Global tech researchers are toying with the idea of building smarter Artificial Intelligence (AI) models that will be equipped with selective memory loss capabilities in a development poised to safeguard against privacy breaches as well as quell environmental concerns.
A new study published by scholars at the Tokyo University of Science (TUS) demonstrates a new method erasing specific information from existing AI models, suggesting that the technique could build smarter and more efficient specialist AI rather than generalist systems.
If effected, the researchers note that the process could aid in enhancing data privacy as well as reducing energy expenditure.
The capabilities of large-scale pre-trained AI models have recently grastically improved, as demonstrated by large-scale vision-language models like CLIP (Contrastive Language-Image Pre-training) or ChatGPT, noted the TUS researchers in the study paper.
“These typical generalist models can perform reasonably well in tasks covering a large variety of fields, which has paved the way for their widespread adoption by the public. However, such versatility no doubt comes at a cost.”
The techies argue that operating large-scale models consumes extreme amounts of energy and time, which goes against sustainability goals on top of limiting the types of computers that they can be deployed on.
Additionally, they say, users in many practical applications want AI models to fulfil specific roles rather than be jacks-of-all-trades.
“In such cases, a model's generalist capabilities might be useless and even counter-productive, reducing accuracy,” they note.
To this end, the team led by associate professor Go Irie has developed a methodology dubbed “black-box forgetting” through which one can iteratively optimise the text prompts presented to a black-box vision-language classifier model to have it selectively ‘forget’ some classes it can recognise.
“Retaining the classes that do not need to be recognised may decrease overall classification accuracy, as well as cause operational disadvantages such as the waste of computational resources and the risk of information leakage,” writes Dr Irie.
According to the research group, this marked the first study in which the goal is to have a pre-trained vision-language model fail to recognise specific classes under black-box conditions with the team adding that based on reasonable performance baselines, the results were ‘very promising’.
The researchers tested their proposed method using CLIP, an AI that classifies images or identifies what is in an image, with the goal being to get the AI to ‘forget’ 40 percent of the classes of objects that it could identify.
Kenyan IT specialist Gathirwa Irungu said the proposed model, if successful, could have significant implications, especially enhancing AI usage to achieve more useful objectives.

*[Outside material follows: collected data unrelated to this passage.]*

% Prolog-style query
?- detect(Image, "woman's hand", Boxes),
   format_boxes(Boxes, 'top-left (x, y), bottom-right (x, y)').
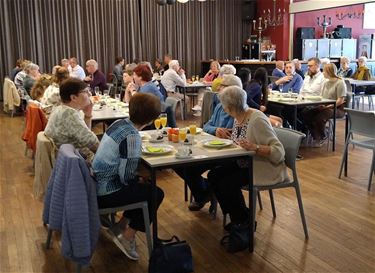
top-left (238, 139), bottom-right (256, 151)
top-left (83, 101), bottom-right (93, 118)
top-left (215, 128), bottom-right (232, 139)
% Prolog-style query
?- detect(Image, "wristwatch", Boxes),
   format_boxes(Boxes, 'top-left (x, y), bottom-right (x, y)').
top-left (255, 144), bottom-right (260, 153)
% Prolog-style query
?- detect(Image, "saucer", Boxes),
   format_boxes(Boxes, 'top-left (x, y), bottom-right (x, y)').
top-left (149, 138), bottom-right (164, 143)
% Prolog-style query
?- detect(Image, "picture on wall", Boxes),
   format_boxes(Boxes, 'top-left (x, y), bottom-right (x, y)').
top-left (358, 34), bottom-right (372, 58)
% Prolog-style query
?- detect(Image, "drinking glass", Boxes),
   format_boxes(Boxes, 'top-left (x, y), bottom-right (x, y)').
top-left (160, 113), bottom-right (167, 129)
top-left (179, 128), bottom-right (187, 145)
top-left (103, 89), bottom-right (109, 98)
top-left (279, 84), bottom-right (283, 93)
top-left (94, 86), bottom-right (100, 96)
top-left (189, 124), bottom-right (197, 144)
top-left (195, 75), bottom-right (200, 82)
top-left (154, 118), bottom-right (161, 133)
top-left (115, 93), bottom-right (121, 101)
top-left (191, 76), bottom-right (195, 82)
top-left (288, 88), bottom-right (293, 98)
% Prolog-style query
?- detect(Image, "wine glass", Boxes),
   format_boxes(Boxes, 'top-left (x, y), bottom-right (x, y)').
top-left (279, 84), bottom-right (283, 93)
top-left (195, 75), bottom-right (199, 82)
top-left (191, 76), bottom-right (195, 82)
top-left (189, 124), bottom-right (197, 144)
top-left (160, 113), bottom-right (167, 130)
top-left (154, 118), bottom-right (161, 133)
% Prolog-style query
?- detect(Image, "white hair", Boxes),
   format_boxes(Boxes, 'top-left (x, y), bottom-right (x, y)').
top-left (219, 86), bottom-right (248, 113)
top-left (169, 60), bottom-right (179, 70)
top-left (86, 59), bottom-right (98, 69)
top-left (320, 58), bottom-right (330, 65)
top-left (358, 56), bottom-right (367, 63)
top-left (221, 75), bottom-right (242, 88)
top-left (219, 64), bottom-right (236, 76)
top-left (25, 63), bottom-right (39, 74)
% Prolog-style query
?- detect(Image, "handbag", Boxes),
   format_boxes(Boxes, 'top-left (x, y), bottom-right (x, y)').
top-left (149, 236), bottom-right (194, 273)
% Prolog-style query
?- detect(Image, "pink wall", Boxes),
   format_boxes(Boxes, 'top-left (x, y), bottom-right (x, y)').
top-left (294, 4), bottom-right (375, 40)
top-left (256, 0), bottom-right (375, 60)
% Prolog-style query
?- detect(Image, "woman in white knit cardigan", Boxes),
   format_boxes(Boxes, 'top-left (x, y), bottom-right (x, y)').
top-left (208, 86), bottom-right (288, 251)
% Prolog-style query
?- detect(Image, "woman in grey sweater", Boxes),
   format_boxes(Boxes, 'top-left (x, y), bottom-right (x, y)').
top-left (301, 63), bottom-right (346, 146)
top-left (208, 86), bottom-right (288, 252)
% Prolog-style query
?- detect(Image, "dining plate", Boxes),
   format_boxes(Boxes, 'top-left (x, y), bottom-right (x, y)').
top-left (142, 144), bottom-right (174, 155)
top-left (202, 139), bottom-right (233, 148)
top-left (149, 138), bottom-right (164, 143)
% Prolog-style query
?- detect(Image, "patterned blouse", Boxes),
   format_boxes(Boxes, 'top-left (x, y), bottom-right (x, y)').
top-left (231, 117), bottom-right (251, 168)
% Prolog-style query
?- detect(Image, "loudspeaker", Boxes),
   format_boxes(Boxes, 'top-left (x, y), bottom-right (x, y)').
top-left (296, 27), bottom-right (315, 39)
top-left (242, 43), bottom-right (250, 59)
top-left (250, 43), bottom-right (260, 59)
top-left (333, 27), bottom-right (352, 39)
top-left (242, 0), bottom-right (257, 21)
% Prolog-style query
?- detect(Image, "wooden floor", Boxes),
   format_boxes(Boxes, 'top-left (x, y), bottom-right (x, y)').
top-left (0, 110), bottom-right (374, 273)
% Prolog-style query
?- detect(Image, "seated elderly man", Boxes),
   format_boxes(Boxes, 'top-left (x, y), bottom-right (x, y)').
top-left (292, 58), bottom-right (305, 79)
top-left (272, 60), bottom-right (286, 78)
top-left (160, 59), bottom-right (188, 102)
top-left (69, 57), bottom-right (86, 80)
top-left (175, 75), bottom-right (239, 211)
top-left (272, 61), bottom-right (303, 93)
top-left (84, 59), bottom-right (108, 95)
top-left (44, 78), bottom-right (99, 160)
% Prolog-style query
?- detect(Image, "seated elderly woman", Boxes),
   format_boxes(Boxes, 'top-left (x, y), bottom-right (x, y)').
top-left (23, 63), bottom-right (41, 96)
top-left (44, 78), bottom-right (99, 159)
top-left (207, 85), bottom-right (288, 252)
top-left (30, 74), bottom-right (53, 105)
top-left (92, 93), bottom-right (164, 261)
top-left (352, 56), bottom-right (372, 81)
top-left (337, 56), bottom-right (353, 78)
top-left (127, 64), bottom-right (177, 127)
top-left (301, 63), bottom-right (347, 147)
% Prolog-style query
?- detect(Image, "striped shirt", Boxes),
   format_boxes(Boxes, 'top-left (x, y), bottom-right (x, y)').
top-left (92, 119), bottom-right (141, 196)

“This groundbreaking approach holds significant potential for advancing artificial intelligence and machine learning. It may enhance the performance of large-scale models in specialised tasks, further broadening their impressive range of applications,” observes Mr Irungu.
“Additionally, it could be used to prevent image generation models from creating inappropriate content by enabling them to disregard specific visual contexts.”
The Japanese scholars had also observed that the proposed method could help address privacy issues, which are an increasingly rising concern in the AI field.
“If a service provider is asked to remove certain information from a model, this can be accomplished by retraining the model from scratch by removing problematic samples from the training data. However, retraining a large-scale model consumes enormous amounts of energy," said Dr Irie.
"Selective forgetting, or so-called machine unlearning, may provide an efficient solution to this problem. In other words, it could help develop solutions for protecting the so-called ‘right to be forgotten,’ which is a particularly sensitive topic in healthcare and finances.”
According to the team, the approach not only empowers large-scale AI models but also safeguards end users, paving way for the seamless integration of AI into everyday human life.